Amazon Prime Video and the Wonder Project’s “House of David” Season 2 features between 350 and 400 AI-generated images, and showrunner Jon Erwin has advocated for more Hollywood creatives to publicly embrace the technology.
In an interview with Wired published Monday, Erwin said he did not have the budget to practically bring some of the battle sequences, locations and environments in “House of David” Season 2 to life, so he used AI. Erwin’s faith-based production company, the Wonder Project, noted that the behind-the-scenes use of AI in “House of David” increased exponentially between its first season, which purportedly used around 70 AI images, and the show’s second.
“The cost of augmenting those shots is minuscule compared to the time and cost it would have been to generate those with, you know, traditional VFX methods,” Erwin explained. The “House of David” creator went on to compare his use of AI in the Prime Video series to puppeteering.
“Let’s say we only have the money to have a certain scale to the frame,” Erwin said. “You can put a very real camera on a very real actor and direct that actor, direct the camera, and that becomes, in essence, the hand inside a puppet. The puppet itself is this digital world that you create.” The “House of David” showrunner told Wired he has experimented with AI tools created by Runway, Luma, Google and Adobe.
“What we found is there were kind of three types of tools.

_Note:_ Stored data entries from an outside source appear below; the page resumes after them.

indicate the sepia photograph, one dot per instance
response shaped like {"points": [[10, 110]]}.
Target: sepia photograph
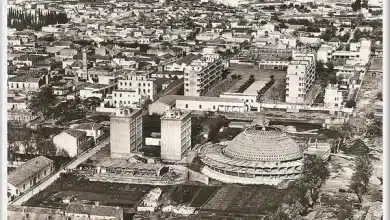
{"points": [[194, 109]]}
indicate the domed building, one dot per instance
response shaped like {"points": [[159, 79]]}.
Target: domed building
{"points": [[258, 155]]}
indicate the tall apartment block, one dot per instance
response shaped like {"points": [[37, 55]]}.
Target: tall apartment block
{"points": [[300, 77], [175, 135], [202, 74], [125, 132]]}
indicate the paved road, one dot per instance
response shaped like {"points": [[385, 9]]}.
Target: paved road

There were image generators, there were up-res tools, and there were video generators. We found that we could combine those tools in a stack,” he noted. “By the end, we were using 10 to 15 core tools.”
“House of David” has been a hit for Amazon, which only gave it an initial one-season order before quickly renewing it once it rose to the top of the streamer’s charts following its premiere. The Wonder Project reports that it has garnered over half a million subscriptions in the three weeks it has been offering “House of David” Season 2 through its Prime Video subscription channel, which is currently offering a seven-day free trial offer.
Erwin’s open use and promotion of AI has nonetheless arrived at a time when the use of the technology is at the center of not only an ongoing moral and artistic debate in Hollywood, but also multiple copyright lawsuits. Concerns about its environmental impact and the quality of its content continue to rage on as well. Erwin, for his part, says filmmakers should embrace AI as a boundary-pushing new tool.
“What makes it scary for some people and really exciting for others is I’ve never seen technology iterate and evolve this quickly,” Erwin argued. “This is a fundamental change that’s going to happen no matter what your opinion is, and these tools are going to be the basis of a lot of work moving forward.”
Not everyone in Hollywood agrees with Erwin. “Frankenstein” director Guillermo del Toro has made headlines in recent weeks for his anti-AI sentiments and statements. The director told NPR he would “rather die” than use generative AI. Filmmaker Justine Bateman has also made waves online with her previous comments about the dangers of AI.
“It’s presenting itself as a solution if we had a business where we didn’t have enough writers or we didn’t have enough directors or actors or location managers. But we have the opposite situation,” Bateman told Wired about the technology’s place in Hollywood. “We have more workers than we have jobs. So it’s not solving any problem except the problem a CEO might have of not having profit margins wide enough for their liking.”